At this juncture, I contend, assert and maintain that to convert into Islam from religions associated with the Judeo-Christian cultural traditions is a definite act of intellectual regression. The fact that geographically and historically Islamic cultures have been associated with repressive governments is no accident of history. It is rooted on the proscription of the notion of Free Will from the tenets of Islam that makes its adherents exceptionally vulnerable and susceptible to fear and repression.

Conversely, the assimilation of the concept of Free Will into the doctrines of Judaism and Christianity has undeniably made these religions hospitable and conducive to the flourishing of liberty and kindred values associated with democratic cultures and institutions. This in and of itself makes the latter religions decisively superior to Islam.

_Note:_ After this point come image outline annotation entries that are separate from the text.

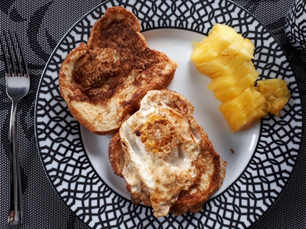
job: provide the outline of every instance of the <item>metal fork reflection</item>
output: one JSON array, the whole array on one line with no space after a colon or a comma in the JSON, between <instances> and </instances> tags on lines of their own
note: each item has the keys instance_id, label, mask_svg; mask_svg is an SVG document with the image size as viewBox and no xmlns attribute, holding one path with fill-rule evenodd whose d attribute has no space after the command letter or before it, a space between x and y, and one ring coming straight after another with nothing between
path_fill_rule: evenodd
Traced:
<instances>
[{"instance_id":1,"label":"metal fork reflection","mask_svg":"<svg viewBox=\"0 0 306 229\"><path fill-rule=\"evenodd\" d=\"M15 116L18 102L28 93L30 88L30 74L26 60L18 35L16 31L14 31L14 32L19 52L10 32L9 32L9 33L13 48L13 51L6 34L4 33L7 45L6 49L0 36L0 42L6 72L6 93L12 101L10 124L11 188L8 221L8 223L10 225L22 223L22 195ZM19 53L20 53L22 63ZM9 60L8 58L7 54Z\"/></svg>"}]
</instances>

It was the liberation of the power of the mind from the clutches of ignorance and religious dogma that propelled Western Civilization, as we know it. Converting into Islam is tantamount to renouncing the benefits, accrued by default, from the moral and intellectual legacy of the ages of reformation, renaissance, and enlightenment.  It is, ipso facto, a tragic and pathological intellectual suicide of the grossest order.  One must have been utterly and completely disenfranchised from such traditions to become an Islamic convert.

I think I have spoken my peace or have beaten this horse dead many times over.